Réunie à Strasbourg du 26 au 30 janvier 2026 pour sa session d'hiver, l'Assemblée parlementaire du Conseil de l'Europe (APCE) a élu l'Autrichienne Petra Bayr à sa présidence. Elle est la cinquième femme à accéder à cette fonction. 

APCE - session hiver 2026 - photo de groupe
De gauche à droite : M. Stéphanie Weydert, M. Gusty Graas, Mme Octavie Modert, M. Yves Cruchten, Mme Alexandra Schoos

La session a été marquée par plusieurs événements notables, à commencer par l'absence de dépôt de pouvoirs des délégations azerbaïdjanaise et géorgienne. L'APCE a également approuvé la composition de la Plateforme de dialogue avec les forces démocratiques russes, dont font partie le dissident Vladimir Kara-Murza, l'homme d'affaires Mikhail Khodorkovsky ou encore l'artiste Nadya Tolokonnikova, membre du groupe Pussy Riot.
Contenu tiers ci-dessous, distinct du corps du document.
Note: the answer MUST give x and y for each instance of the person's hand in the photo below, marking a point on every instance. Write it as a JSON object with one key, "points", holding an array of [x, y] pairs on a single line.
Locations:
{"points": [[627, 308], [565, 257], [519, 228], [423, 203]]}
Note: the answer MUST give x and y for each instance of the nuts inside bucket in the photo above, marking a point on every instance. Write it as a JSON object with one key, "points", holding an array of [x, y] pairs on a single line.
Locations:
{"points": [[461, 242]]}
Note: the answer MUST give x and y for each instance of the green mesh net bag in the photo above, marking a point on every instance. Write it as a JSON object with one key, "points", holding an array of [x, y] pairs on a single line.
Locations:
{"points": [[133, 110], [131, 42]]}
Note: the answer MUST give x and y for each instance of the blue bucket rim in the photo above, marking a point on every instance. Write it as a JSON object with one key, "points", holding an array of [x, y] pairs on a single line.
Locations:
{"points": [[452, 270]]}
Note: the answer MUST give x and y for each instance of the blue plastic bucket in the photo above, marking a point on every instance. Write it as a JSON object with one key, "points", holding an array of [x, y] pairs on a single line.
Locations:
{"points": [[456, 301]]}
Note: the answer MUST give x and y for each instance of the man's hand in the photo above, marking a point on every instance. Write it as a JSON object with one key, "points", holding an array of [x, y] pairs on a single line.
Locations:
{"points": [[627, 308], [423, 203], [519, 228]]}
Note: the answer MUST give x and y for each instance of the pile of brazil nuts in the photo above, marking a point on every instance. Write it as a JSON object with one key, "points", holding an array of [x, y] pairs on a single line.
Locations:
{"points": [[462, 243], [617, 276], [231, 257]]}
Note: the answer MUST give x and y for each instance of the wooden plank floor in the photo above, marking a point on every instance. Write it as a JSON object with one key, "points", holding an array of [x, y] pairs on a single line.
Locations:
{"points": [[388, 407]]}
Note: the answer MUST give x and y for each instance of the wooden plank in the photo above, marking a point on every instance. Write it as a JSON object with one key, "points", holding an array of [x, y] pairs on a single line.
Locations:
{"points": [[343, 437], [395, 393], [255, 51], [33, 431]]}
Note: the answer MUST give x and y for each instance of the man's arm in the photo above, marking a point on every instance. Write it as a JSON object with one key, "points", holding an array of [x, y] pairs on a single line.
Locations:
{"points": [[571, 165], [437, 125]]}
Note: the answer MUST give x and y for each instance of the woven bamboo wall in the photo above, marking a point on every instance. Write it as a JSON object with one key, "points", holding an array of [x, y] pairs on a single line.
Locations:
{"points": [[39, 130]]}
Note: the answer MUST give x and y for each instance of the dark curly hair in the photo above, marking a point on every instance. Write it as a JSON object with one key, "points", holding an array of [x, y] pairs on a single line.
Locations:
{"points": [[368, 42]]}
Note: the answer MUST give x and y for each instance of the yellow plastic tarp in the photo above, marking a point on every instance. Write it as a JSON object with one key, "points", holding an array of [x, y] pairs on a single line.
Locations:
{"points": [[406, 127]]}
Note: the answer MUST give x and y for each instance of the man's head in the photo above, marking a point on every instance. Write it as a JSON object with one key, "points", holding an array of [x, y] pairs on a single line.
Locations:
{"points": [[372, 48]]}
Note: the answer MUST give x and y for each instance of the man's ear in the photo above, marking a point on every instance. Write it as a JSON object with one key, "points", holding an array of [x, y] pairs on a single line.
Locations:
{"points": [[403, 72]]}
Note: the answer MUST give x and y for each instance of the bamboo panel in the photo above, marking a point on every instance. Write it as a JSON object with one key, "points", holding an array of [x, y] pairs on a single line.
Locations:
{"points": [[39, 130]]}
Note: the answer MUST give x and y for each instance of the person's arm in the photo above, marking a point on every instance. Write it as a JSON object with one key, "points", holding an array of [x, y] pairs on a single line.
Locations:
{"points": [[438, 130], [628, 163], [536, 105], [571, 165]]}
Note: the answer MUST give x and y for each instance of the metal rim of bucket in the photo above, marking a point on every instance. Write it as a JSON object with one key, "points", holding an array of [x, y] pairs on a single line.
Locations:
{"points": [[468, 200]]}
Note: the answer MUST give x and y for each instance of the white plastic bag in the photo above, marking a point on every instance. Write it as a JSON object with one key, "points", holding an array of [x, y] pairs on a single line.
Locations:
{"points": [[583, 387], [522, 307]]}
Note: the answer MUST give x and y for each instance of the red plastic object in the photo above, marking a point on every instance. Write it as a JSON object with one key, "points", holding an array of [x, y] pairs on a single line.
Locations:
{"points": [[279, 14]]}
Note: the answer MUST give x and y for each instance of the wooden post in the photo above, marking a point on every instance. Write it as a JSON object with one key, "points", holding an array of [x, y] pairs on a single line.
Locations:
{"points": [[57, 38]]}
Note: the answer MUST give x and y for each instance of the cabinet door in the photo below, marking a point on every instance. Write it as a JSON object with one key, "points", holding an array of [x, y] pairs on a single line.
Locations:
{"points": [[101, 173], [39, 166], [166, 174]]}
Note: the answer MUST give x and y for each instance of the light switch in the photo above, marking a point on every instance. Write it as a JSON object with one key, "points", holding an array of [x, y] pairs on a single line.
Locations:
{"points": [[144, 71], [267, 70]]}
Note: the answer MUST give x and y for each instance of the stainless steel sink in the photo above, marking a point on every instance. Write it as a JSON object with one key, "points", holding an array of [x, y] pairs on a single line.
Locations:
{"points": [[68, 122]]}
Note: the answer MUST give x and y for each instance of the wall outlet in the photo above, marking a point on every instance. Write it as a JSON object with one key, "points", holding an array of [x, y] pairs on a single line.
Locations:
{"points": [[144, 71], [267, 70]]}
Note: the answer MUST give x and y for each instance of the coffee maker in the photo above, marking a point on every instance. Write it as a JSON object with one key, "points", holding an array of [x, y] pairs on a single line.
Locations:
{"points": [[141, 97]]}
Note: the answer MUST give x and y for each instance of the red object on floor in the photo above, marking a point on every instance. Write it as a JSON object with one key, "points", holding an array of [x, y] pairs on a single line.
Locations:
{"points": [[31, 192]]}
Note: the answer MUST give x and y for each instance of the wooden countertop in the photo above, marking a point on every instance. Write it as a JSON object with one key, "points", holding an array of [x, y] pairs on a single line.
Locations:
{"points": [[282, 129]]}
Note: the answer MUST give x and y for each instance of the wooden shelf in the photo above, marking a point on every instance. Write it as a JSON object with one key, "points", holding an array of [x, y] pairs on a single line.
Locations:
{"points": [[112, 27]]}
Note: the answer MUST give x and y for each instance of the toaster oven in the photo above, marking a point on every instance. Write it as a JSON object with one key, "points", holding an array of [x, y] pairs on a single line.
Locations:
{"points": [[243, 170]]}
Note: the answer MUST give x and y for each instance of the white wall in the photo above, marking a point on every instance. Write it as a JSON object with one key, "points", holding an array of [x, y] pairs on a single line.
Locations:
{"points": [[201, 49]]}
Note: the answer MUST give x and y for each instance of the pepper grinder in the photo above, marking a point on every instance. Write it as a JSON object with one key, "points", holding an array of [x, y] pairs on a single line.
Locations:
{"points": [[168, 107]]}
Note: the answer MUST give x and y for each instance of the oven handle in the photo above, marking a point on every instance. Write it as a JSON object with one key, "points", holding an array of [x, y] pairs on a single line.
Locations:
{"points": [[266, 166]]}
Les débats ont porté sur des enjeux essentiels pour le continent européen : le renforcement des démocraties par l'engagement des jeunes et une éducation inclusive et participative, la recherche d'une paix globale, juste et durable pour l'Ukraine, ainsi qu'un débat d'urgence consacré au 65e anniversaire de la Charte sociale européenne. Les parlementaires ont également abordé les menaces contre l'ordre international dans le contexte du Groenland et la crise politique au Moyen-Orient élargi.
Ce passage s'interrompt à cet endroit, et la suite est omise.